Heart rate variability: A focus of recent interest

The newest parameter in use, and one that has gained considerable interest in the field of cardiovascular biofeedback, is heart rate variability.⁴ Heart rate variability refers to the variation within the R-R interval of the electrocardiogram during a fixed cycle. It is associated with adaptiveness of the cardiovascular system, and high variability is believed to be a sign of health. Low variability is associated with a number of disease states. Heart rate variability reflects the balance between sympathetic and parasympathetic input to the heart, and many cardiac disease states have been shown to be associated with low variability. Therapies that increase heart rate variability have been shown to improve prognosis.
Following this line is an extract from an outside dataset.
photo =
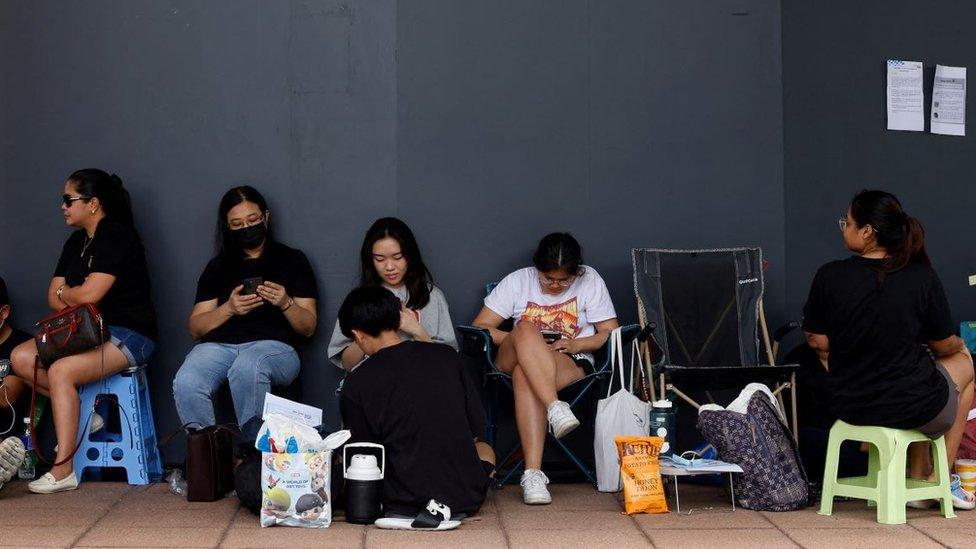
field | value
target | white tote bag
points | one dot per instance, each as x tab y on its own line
621	413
On the basis of these observations, heart rate variability biofeedback is used to train patients to increase the variability in their heart rate, using feedback from equipment that records the R-R interval from the electrocardiogram or from blood pulse volume sensors. Patients learn to make the variability greater, primarily by breathing at a resonant frequency, as described by Lehrer et al.⁵

Several preliminary studies have been conducted with heart rate variability in cardiac patients, but much remains to be understood about its use. In 63 patients with established coronary artery disease, Del Pozo et al showed that six biofeedback sessions coupled with daily practice resulted in significantly increased heart rate variability.⁶ Similarly, Nolan and colleagues found that five sessions of biofeedback improved symptoms and quality of life in 46 patients with coronary artery disease.⁷ In 14 patients with heart failure, Luskin et al demonstrated that eight sessions of heart rate variability biofeedback produced reductions in perceived stress and improved function on the 6-minute walk test.⁸

It remains unclear whether heart rate variability biofeedback has more or less potential than other types of biofeedback in patients with cardiovascular disease, but these preliminary observations suggest that it may be useful in improving symptoms and quality of life.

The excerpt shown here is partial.